Les perspectives électorales et la lutte pour le pouvoir sont les premiers facteurs d’instabilité que connaît le pays depuis la Révolution. Il faut cesser d’imputer cette instabilité à la «Révolution» et à l’épanouissement de la liberté qu’elle a provoquée.
La liberté n’est pas le désordre. Pour protéger la liberté et éliminer le désordre, il faut un gouvernement fort au meilleur sens du terme comme peut l’être un gouvernement d’union nationale. L’absence et l’impuissance de l’autorité publique constatées depuis la Révolution sont le produit de la volonté de plaire aux électeurs et de ne pas perdre des voix ou de gagner le maximum de voix pour durer au pouvoir ou pour y accéder. Cette solution de l’union nationale et d’un gouvernement de salut public semble être la meilleure issue et apparemment la seule possible.
On constate en effet que les différentes parties en cause et l’opinion en général appellent à une coopération, au rapprochement, à « l’union », sans cependant suggérer une solution concrète et organisée pour y parvenir. On a essayé de donner un contenu à ce vœu qui semble général avec l’espoir qu’il fera l’objet de discussions et d’approfondissement. Il revient aux premiers responsables politiques d’appeler franchement à cette union sans trop tergiverser car il y a urgence.
On ne peut imaginer que l’on puisse éluder l’option d’unité nationale ou la refuser, ce qui serait incompréhensible.
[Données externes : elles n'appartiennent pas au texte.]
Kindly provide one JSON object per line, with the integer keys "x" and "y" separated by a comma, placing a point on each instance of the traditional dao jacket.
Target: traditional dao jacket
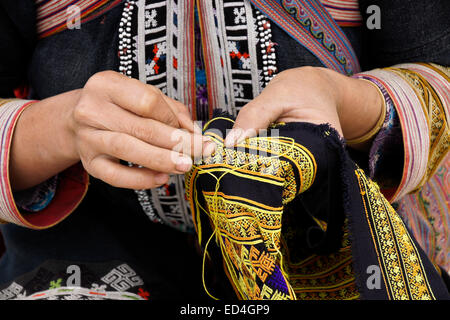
{"x": 301, "y": 221}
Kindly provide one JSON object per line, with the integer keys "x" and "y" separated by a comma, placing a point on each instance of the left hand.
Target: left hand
{"x": 311, "y": 94}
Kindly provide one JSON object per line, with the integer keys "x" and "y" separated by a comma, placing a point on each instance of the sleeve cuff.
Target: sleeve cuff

Elle doit intervenir aujourd’hui pour sauver le pays. Une fois le redressement opéré, la voie démocratique normale «du temps de paix», avec majorité, opposition et alternance, pourra jouer pleinement son rôle : pas dans les conditions actuelles. Alors et alors seulement, le pays pourra bénéficier des bienfaits de la liberté et de la démocratisation. L’union nationale est la meilleure façon de s’y préparer.
M.M.
(1) « L’unité nationale ». On pensait que l’expression favorite de Bourguiba était passée de mode. Mais Voilà que Mansour Moalla la remet au goût du jour en proposant la formation d’un gouvernement d’union nationale dans un article à paraître dans la livraison de juin de la revue « Leaders » qui sortira dans deux jours. C’est la seule alternative soutient l’ancien ministre, au chaos qui s’installe dans le pays. Les évènements de Jendouba de la semaine précédente, et tout récemment, la déclaration de Maya Jribi dont la proposition rejoint celle de Mansour Moalla, nous ont conduits à lancer en ligne l’article en question avant sa parution dans la version imprimée estimant qu'il vient à point nommé pour enrichir un débat (auquel nous demandons à nos lecteurs de prendre part) qui ne pourra être que salutaire au moment où le pays traverse l'une des périodes les plus mouvementées de son histoire.